A música do Brasil tem sido vilipendiada ultimamente, só que isso que anda tocando por aí não pode ser chamado de música e sim de ” musga”, feminino do musgo, uma coisa chata que gruda pois não tem harmonia, melodia, as letras são meros sofrimentos, uma coisa! Elas ocupam todos os espaços possíveis na mídia e, consequentemente, enchem (no mal sentido também!) os locais onde se apresentam.
Tudo isso começou quando o Collor de Melo foi eleito presidente(?) da república e vivia carregando esse pessoal prá baixo e prá cima, uma agonia sem fim, prá quem gosta da música de boa procedência.

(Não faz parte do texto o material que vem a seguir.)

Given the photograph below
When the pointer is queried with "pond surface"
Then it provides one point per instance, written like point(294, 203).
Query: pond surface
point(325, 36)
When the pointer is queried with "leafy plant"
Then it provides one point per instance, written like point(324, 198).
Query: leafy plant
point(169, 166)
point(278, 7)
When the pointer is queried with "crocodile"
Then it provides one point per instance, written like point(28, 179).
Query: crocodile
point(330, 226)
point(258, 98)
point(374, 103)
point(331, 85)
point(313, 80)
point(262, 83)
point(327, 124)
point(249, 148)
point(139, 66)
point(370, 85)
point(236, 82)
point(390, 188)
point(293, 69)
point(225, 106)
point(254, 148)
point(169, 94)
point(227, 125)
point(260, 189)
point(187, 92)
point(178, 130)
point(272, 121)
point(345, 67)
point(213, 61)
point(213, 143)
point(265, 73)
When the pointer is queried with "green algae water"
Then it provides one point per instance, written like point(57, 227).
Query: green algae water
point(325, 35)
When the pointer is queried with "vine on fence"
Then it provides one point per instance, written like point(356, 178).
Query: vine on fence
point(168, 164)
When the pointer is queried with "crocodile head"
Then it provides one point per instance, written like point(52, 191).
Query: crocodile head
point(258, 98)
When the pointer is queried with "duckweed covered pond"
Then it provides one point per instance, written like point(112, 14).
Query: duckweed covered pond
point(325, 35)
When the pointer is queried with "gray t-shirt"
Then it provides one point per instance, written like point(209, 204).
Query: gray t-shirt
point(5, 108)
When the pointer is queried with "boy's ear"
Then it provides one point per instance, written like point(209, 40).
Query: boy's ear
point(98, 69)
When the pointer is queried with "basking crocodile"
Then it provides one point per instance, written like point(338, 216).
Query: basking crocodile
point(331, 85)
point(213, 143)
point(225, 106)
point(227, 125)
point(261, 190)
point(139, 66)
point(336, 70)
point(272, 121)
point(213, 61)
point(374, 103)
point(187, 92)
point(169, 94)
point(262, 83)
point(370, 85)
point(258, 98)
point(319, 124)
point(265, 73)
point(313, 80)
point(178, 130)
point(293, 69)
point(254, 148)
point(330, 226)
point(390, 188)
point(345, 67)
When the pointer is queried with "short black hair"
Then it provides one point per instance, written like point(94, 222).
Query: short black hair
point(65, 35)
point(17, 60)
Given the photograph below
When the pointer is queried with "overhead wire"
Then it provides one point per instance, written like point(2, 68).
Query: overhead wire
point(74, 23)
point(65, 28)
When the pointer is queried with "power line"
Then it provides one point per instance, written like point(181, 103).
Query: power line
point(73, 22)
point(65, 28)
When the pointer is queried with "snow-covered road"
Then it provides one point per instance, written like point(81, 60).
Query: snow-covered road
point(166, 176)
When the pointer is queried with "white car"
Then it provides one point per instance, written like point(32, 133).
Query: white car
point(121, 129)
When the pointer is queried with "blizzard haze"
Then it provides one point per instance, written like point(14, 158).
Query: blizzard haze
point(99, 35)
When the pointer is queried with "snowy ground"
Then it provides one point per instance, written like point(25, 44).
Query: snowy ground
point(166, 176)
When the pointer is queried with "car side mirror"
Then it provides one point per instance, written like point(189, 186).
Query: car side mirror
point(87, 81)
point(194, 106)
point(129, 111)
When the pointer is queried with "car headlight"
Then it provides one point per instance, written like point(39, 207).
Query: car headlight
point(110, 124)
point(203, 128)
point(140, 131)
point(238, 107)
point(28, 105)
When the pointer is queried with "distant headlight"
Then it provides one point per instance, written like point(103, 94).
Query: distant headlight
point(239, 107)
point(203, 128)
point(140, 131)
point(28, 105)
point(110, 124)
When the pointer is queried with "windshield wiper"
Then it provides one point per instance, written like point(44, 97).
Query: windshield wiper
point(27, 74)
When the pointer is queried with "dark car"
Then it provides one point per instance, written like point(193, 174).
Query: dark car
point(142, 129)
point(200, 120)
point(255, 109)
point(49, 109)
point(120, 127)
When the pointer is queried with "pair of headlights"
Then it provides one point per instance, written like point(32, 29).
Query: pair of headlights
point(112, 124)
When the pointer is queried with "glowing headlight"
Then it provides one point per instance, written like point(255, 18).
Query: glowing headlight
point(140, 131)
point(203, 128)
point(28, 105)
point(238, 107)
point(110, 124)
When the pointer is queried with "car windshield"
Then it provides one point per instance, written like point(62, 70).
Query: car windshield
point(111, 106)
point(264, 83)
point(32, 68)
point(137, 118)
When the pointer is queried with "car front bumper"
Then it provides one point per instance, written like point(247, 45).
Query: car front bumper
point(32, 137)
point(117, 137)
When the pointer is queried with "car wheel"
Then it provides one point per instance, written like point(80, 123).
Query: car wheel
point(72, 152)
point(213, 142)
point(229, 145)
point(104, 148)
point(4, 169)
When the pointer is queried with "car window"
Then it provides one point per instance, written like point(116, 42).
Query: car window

A coisa é tão mentirosa que quando o tal Collor estava lançando a sua candidatura ele deu uma entrevista numa dessas revistas masculinas e, dentre outras coisas, ele disse: adoro os Beatles, Rolling Stones, MPB… De repente, quando ele foi eleito(?), duas mentiras afloraram, a dele que se dizia um admirador da boa música e a música sertanoja que utilizou essa prosopopéia mentirosa e está aí até hoje, um escândalo para os ouvidos privilegiados.
Vejam bem o que um “mala” é capaz de fazer contra a cultura de um país! Não é de bom alvitre termos preconceito contra qualquer coisa, mas nesse caso é o pós-conceito que nos recompensa. Essas músicas ocupam o maior espaço na mídia, o que é um contrassenso, pois muita coisa boa fica sem divulgação.
O grande Paulinho da Viola tem quase quarenta anos que não lança um disco novo enquanto: Zé Mané e Manezinho, Zezé de Amargo e Amargano.., quase todos os dias lançam um novo disco(?), além de que, seus shows(?), são divulgados por quase todo o Brasil e, cá prá nós, é um sacrilégio comparar Paulinho da Viola com tais duplas(?), não é mesmo? ‘
O certo é que a nossa música verdadeira é muito aplaudida e universal. Mesmo num patamar mais simples, ela já foi muito interessante. Na época em algumas delas eram taxadas de música “baranga” ou “de zona” pelos mais puristas, muita coisa curiosa aparecia, com melodias e letras criativas, ao contrário dessas que, atualmente, fazem sucesso(?) e lotam estádios, ginásios… um horror!
Lembro-me muito bem quando fui assistir ao maravilhoso filme: “Lúcio Flávio, o Passageiro da Agonia”, onde tem uma cena em que os atores se encontram no chamado, baixo meretrício, e devidamente, sentados escondendo da polícia, quando um naipe de metais entra em cena introduzindo, espetacularmente, a música “Eu vou rifar meu coração, vou fazer leilão…”, na voz de Lindomar Castilho, o cinema quase veio abaixo, inclusive em outras seções, conforme fiquei sabendo, uma coisa de louco!
Não podemos, nem de longe, comparar as músicas consideras barangas dessa época, com os bagaços que estão em evidências(?) na mídia hoje em dia. Sou de um tempo, da época dos festivais de música da MPB. No outro dia das apresentações pela televisão, a garotada, no colégio, passava o dia discutindo se: “Disparada” era melhor que “A Banda”, se “Travessia” era melhor que “Apareceu a Margarida”, do Guarabira. Eles discutiam com gosto e razão, como se tivesse acontecido uma final de campeonato, uma delícia!
Só sei que a música feita no Brasil é de uma maravilha inconteste e podemos comemorar muito sobre esse assunto. Se bem que esses dias entrei em um bar, num domingo de manhã, e estava passando na Globo um programa (?) que me disseram chamar, “Domingo Sertanejo”, um grande horror, que o nosso grande Rolando Boldrin, que deve estar dizendo lá no lugar mais honrado em que uma pessoa de bem que passou dessa para outra, deva estar:
– “Não aprenderam nada até hoje, xôs!”